Bu sayfa Sakarya İli Tarihi I. cildinde Doç.Dr. Engin Beksaç tarafından yazılan “Bithynia’nın Erken Tarihinde Sakarya ve Arkeoloji” adlı makaleden alınarak oluşturulmuştur.

Bithynia’nın Erken Tarihinde Sakarya ve Arkeoloji Sakarya ili ve çevresine ilişkin tarihsel ve arkeolojik veriler, bölgenin Destanlar Çağı’ndan Osmanlı dönemine kadar uzanan zengin bir geçmişe sahip olduğunu göstermektedir.
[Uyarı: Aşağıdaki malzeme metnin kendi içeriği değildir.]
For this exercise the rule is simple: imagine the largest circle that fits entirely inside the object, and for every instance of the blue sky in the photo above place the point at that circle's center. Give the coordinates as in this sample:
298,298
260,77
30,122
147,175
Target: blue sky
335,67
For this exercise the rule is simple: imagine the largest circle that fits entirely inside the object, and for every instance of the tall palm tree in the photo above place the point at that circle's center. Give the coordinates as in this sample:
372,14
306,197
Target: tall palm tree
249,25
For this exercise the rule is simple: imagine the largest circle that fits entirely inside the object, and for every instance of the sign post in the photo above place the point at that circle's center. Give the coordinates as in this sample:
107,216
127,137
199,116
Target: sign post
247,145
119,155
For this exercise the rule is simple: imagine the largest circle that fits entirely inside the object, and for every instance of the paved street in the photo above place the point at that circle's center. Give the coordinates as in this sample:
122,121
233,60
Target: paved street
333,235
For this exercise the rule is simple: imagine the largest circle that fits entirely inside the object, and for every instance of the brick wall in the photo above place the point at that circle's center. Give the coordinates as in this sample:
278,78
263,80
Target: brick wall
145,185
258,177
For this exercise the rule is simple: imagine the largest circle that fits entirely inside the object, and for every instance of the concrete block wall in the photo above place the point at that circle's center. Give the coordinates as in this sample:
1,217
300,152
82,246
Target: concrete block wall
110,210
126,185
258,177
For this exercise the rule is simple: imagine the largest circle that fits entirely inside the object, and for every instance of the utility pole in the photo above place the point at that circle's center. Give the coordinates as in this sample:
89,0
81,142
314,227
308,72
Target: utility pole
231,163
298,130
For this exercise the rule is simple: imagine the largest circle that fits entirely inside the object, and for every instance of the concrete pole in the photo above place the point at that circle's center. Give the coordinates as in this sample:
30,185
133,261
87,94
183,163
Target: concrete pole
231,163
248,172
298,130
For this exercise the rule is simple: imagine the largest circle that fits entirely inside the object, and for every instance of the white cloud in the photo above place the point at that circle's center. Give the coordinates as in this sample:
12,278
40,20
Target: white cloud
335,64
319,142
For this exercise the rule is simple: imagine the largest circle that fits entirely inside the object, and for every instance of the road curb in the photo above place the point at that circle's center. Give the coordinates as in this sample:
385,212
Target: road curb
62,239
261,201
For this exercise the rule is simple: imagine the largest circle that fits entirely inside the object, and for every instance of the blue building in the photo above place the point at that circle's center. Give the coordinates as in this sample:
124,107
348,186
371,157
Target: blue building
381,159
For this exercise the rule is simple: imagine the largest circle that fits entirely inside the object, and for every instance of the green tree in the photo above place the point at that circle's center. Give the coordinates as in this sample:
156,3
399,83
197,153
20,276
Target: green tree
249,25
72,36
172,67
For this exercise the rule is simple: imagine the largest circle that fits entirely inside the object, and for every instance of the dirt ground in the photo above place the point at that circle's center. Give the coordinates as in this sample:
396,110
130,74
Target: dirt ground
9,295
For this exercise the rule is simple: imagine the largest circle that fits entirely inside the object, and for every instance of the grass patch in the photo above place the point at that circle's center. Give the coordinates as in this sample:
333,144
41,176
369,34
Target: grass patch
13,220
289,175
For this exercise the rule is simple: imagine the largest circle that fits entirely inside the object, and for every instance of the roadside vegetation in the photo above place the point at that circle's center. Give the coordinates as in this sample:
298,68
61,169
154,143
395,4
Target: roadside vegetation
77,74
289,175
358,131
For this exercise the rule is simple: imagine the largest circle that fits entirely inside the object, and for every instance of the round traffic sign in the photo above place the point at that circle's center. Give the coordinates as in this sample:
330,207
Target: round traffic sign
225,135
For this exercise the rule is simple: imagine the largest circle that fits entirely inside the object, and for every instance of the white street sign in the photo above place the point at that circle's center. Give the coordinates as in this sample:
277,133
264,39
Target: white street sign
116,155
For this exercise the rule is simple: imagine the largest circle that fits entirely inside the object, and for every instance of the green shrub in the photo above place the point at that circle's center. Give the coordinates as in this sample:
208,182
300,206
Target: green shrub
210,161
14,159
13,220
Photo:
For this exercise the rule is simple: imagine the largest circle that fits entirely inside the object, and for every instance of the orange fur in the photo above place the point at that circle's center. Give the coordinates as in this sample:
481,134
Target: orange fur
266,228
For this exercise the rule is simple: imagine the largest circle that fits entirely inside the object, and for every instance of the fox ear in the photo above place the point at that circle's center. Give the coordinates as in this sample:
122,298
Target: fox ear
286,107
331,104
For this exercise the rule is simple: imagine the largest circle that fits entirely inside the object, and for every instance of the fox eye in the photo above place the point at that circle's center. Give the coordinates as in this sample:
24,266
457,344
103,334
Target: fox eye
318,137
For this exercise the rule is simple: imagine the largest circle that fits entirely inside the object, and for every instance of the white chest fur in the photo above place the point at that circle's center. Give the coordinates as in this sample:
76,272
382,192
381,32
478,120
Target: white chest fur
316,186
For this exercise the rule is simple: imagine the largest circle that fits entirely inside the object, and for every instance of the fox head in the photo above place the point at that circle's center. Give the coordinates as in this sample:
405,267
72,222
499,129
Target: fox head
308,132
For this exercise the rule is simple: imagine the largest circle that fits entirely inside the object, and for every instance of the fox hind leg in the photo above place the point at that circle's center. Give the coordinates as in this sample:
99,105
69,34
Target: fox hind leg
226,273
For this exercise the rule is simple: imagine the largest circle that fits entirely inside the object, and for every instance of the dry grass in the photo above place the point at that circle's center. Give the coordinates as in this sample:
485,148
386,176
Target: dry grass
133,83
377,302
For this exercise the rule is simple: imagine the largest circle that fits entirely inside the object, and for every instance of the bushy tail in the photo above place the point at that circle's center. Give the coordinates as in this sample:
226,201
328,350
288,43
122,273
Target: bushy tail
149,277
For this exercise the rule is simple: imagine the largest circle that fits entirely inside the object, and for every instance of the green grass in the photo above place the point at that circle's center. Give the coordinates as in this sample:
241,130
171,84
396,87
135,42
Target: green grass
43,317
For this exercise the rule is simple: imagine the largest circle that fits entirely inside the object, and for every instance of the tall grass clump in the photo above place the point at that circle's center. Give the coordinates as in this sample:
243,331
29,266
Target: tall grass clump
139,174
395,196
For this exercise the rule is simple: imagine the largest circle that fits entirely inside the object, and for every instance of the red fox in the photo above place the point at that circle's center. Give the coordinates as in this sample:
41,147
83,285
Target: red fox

Mitolojik anlatılar, bölgedeki toplulukların etnik ve siyasi yapısı hakkında önemli ipuçları sunmaktadır. Örneğin, Kral Otreos’un Troya Kralı Priamos ve Bebryk Kralı Mygdon ile müttefik olarak Amazonlara karşı savaştığı ve Sakarya Irmağı kıyısında kamp kurduğu ifade edilmektedir. Aynı şekilde, Troya yöneticilerinden Ladome’nin eşi Placia’nın babası olduğu bilgisi de bölgedeki aristokrat sınıfların birbirleriyle akrabalık ilişkilerini göstermektedir (Homeros, İliada 3.184-190; Apollodorus, Epitome 2.5.9; Apollonius Rhodius, Argonautika 2.776-780). Hektor’un eşi Hecuba’nın da bu yörelerle ilişkili olması, Troya ve çevresindeki sosyal bağlantıların genişliğini ortaya koymaktadır.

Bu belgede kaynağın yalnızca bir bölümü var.